LionWalker waved his whiskey tumbler across the darkened parkland, ice cubes chittering at the movement. “So what brings you to our celebrated outpost, then, young Inigo? Thinking of the glory? The riches? Lots of sex? After all, there's not much else to do here.”

Inigo's smile tightened slightly as he realized how drunk the director was. “I just wanted to help. I think it's important.”

“Why?” the question snapped out, accompanied by narrowed eyes.

“Okay. The Void is a mystery that is beyond even ANA to unravel. If we can ever figure it out, we will have advanced our understanding of the universe by a significant factor.”

“Huh. Do yourself a favor, laddy: Forget ANA. Bunch of decadent aristos who've been mentally taxidermied. Like they care what happens to physical humans. It's the Raiel we're helping, a people who are worth a bit of investment. And even those galumphing masterminds are stumped. You know what the navy engineers found when they were excavating the foundations for this very garden dome?”

“No.”

“More ruins.” LionWalker took a comfortable gulp of whiskey.

“I see.”

“No, you don't. They were practically fossilized, nothing more than dust strata, over three quarters of a million years old. And from what I've picked up, looking at the early records the Raiel deign to make available, the observation has been going on a lot longer than that. A million years pecking away at a problem. Now, that's dedication for you.
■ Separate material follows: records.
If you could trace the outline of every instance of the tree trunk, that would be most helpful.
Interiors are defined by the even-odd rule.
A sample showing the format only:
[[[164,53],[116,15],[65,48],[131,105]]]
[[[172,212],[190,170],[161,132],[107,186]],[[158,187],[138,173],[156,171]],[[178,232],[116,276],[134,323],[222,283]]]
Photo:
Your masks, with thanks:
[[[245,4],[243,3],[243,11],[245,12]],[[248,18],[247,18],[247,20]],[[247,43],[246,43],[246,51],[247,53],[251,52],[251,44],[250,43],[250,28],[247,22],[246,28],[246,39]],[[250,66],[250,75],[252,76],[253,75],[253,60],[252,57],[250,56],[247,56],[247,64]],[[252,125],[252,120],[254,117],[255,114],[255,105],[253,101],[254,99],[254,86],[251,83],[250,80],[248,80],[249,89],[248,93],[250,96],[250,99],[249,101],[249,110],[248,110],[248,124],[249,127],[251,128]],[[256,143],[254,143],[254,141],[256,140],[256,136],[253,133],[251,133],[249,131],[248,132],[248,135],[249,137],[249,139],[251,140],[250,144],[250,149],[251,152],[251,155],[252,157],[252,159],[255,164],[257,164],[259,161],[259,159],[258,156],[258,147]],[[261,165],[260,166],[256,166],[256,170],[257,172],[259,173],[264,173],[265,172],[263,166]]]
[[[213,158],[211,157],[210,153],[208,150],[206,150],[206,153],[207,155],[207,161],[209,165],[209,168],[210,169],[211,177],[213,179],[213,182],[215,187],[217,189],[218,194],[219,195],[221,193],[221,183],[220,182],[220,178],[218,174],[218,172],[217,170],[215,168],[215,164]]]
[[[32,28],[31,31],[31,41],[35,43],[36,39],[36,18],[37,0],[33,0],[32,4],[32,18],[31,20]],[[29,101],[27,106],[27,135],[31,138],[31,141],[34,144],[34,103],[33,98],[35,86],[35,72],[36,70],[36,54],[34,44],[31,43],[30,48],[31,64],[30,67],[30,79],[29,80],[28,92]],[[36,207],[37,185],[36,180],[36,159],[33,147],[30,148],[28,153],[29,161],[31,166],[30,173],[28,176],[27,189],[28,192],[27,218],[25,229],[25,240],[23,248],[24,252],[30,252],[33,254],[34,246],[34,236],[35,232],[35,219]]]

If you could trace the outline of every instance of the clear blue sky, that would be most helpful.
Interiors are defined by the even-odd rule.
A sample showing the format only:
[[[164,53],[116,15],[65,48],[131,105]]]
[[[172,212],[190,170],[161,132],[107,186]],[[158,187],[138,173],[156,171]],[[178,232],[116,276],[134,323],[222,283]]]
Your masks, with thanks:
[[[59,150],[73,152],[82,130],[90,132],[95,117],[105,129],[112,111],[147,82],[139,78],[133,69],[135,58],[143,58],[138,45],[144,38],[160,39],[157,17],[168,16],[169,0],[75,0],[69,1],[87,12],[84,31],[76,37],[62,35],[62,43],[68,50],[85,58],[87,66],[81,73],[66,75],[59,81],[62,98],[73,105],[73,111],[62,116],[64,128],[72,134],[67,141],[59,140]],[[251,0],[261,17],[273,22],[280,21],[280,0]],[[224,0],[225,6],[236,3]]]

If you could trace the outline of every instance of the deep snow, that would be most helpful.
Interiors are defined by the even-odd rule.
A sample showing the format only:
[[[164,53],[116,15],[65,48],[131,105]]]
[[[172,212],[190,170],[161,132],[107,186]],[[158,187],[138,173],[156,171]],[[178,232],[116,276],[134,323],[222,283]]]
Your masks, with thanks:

We'd not be able to manage that, far too petty.”

“Speak for yourself.”

“Ah, I might have known; a believer.”

“In what?”

“Humanity.”

“That must be common among the staff here, surely.” Inigo was wondering how to disengage himself. The director was starting to irritate him.

“Damn right, laddy. One of the few things that keeps me all cheered up out here all by my wee lonesome. Och  …  here we go.” LionWalker tipped his head back and stared out across the dome, where the low layer of hazy light faded away. Overhead the crystal was completely transparent, revealing the vast antagonistic nebulae that washed across the sky. Hundreds of stars shone through the glowing veil, spikes of light so intense that they burned toward violet and into indigo. They multiplied toward the horizon as the planet spun slowly to face the Wall, the vast barrier of massive stars that formed the outermost skin of the galactic core.

“We can't see the Void from here, can we?” Inigo asked. He knew it was a stupid question; the Void was obscured on the other side of the Wall, right at the very heart of the galaxy. Centuries earlier, before anyone had ventured out of Earth's solar system, human astronomers had thought it was a massive black hole. They'd even detected X-ray emissions from the vast loop of superheated particles spinning around the event horizon, which helped confirm their theories. It was not until Wilson Kime had captained the Commonwealth Navy ship
Endeavor
in the first successful human circumnavigation of the galaxy in 2560 that the truth was discovered. There was indeed an impenetrable event horizon at the core, but it did not surround anything as natural and mundane as a superdense mass of dead stars. The Void was an artificial boundary guarding a legacy billions of years old. The Raiel claimed there was an entire universe inside, one that had been fashioned by a race that had lived during the dawn of the galaxy, and that they had retreated into it to consummate their journey to the absolute pinnacle of evolution. In the wake of their departure, the Void was now slowly consuming the remaining stars in the galaxy. In that it was no different from the natural black holes found anchoring the center of many galaxies, but while they employed gravity and entropy to pull in mass, the Void actively devoured stars. It was a process that was accelerating slowly yet inexorably. Unless it was stopped, the galaxy would die young, maybe three or four billion years before its allotted time, far enough in the future that Sol would be a cold ember and the human race not even a memory. But the Raiel cared. This was the galaxy they had been born in, and they believed it should be given the chance to live its full life.

LionWalker gave a little snort of amusement. “No, of course you can't see it. Don't panic, laddy; there's no visible nightmare in our skies. DF7 is rising, that's all.” He pointed.